Un’analisi del Peterson Institute on International Economics ha stimato che la tipica famiglia americana perderebbe oltre 1.200 dollari, solo dalle tariffe del 25% già imposte a Cina, Canada e Messico.
Diversi proprietari di piccole imprese hanno detto a States Newsroom martedì che sono preoccupati per l’aumento dei costi di produzione e se i prezzi più alti scacceranno la domanda dei clienti.
Erica York, della Fondazione fiscale di centrodestra che sostiene tasse più basse, ha detto in un’intervista con States Newsroom martedì che i prelievi saranno “il più grande aumento fiscale in tempo di pace che abbiamo visto nella storia”.
I funzionari statali democratici hanno lanciato l’allarme sulle perdite per le industrie chiave che guidano le loro economie locali.
La tesoriera dello Stato del New Mexico Laura Montoya ha detto che i settori energetico e agricolo del suo stato sarebbero stati vittime di una guerra commerciale.
“Il New Mexico è un attore chiave in questa conversazione, perché la realtà non negoziabile è che il New Mexico è, come gli Stati Uniti nel loro insieme, dipendente dal commercio con i nostri partner internazionali, in particolare il Messico”, ha detto Montoya in una conferenza stampa virtuale ospitata dal gruppo di difesa economica statale Americans for Responsible Growth.
Montoya ha detto che la produzione di petrolio e gas rappresenta il 35% del bilancio statale e che l’industria si basa su macchinari importati dal Messico.
Inoltre, il New Mexico, uno stato in gran parte rurale, fa molto affidamento sul commercio agricolo. Elabora un terzo del bestiame che attraversa il confine sud-occidentale, e Montoya ha detto che agricoltori e allevatori “affronteranno colpi poiché le tariffe sul bestiame e sui prodotti si tradurranno in una produzione di cibo lento”.
Lo stato di Washington, uno dei principali esportatori agricoli statunitensi, procura il 90% dei suoi fertilizzanti dal Canada.
Il tesoriere Mike Pellicciotti ha detto che lo stato sarebbe stato “completamente schiacciato” da “decisioni economiche sconsiderate”.

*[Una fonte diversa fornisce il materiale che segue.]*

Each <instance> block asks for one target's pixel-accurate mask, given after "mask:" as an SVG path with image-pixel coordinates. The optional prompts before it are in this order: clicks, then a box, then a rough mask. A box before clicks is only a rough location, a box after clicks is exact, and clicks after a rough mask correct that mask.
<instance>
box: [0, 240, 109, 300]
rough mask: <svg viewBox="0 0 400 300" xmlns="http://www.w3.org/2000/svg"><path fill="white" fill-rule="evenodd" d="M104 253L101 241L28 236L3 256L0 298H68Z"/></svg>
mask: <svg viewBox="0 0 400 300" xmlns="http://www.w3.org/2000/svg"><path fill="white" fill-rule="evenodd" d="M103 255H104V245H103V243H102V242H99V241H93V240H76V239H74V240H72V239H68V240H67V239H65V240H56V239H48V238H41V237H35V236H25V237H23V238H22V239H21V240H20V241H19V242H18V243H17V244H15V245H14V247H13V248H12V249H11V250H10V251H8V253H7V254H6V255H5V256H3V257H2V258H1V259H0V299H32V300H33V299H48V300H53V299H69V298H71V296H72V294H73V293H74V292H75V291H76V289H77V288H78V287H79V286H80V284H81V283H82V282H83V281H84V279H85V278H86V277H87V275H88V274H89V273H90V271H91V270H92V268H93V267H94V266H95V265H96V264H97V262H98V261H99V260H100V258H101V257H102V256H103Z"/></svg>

“Sta schiacciando il libero scambio di beni e rendendolo molto più difficile e molto più gravoso per le famiglie lavoratrici. Quindi, naturalmente, deve chiamarlo “Giorno della Liberazione”, perché sa che sta facendo l’esatto contrario, e sta cercando di inquadrarlo in un modo che sia completamente l’opposto di ciò che si sta realizzando oggi”, ha detto Pellicciotti.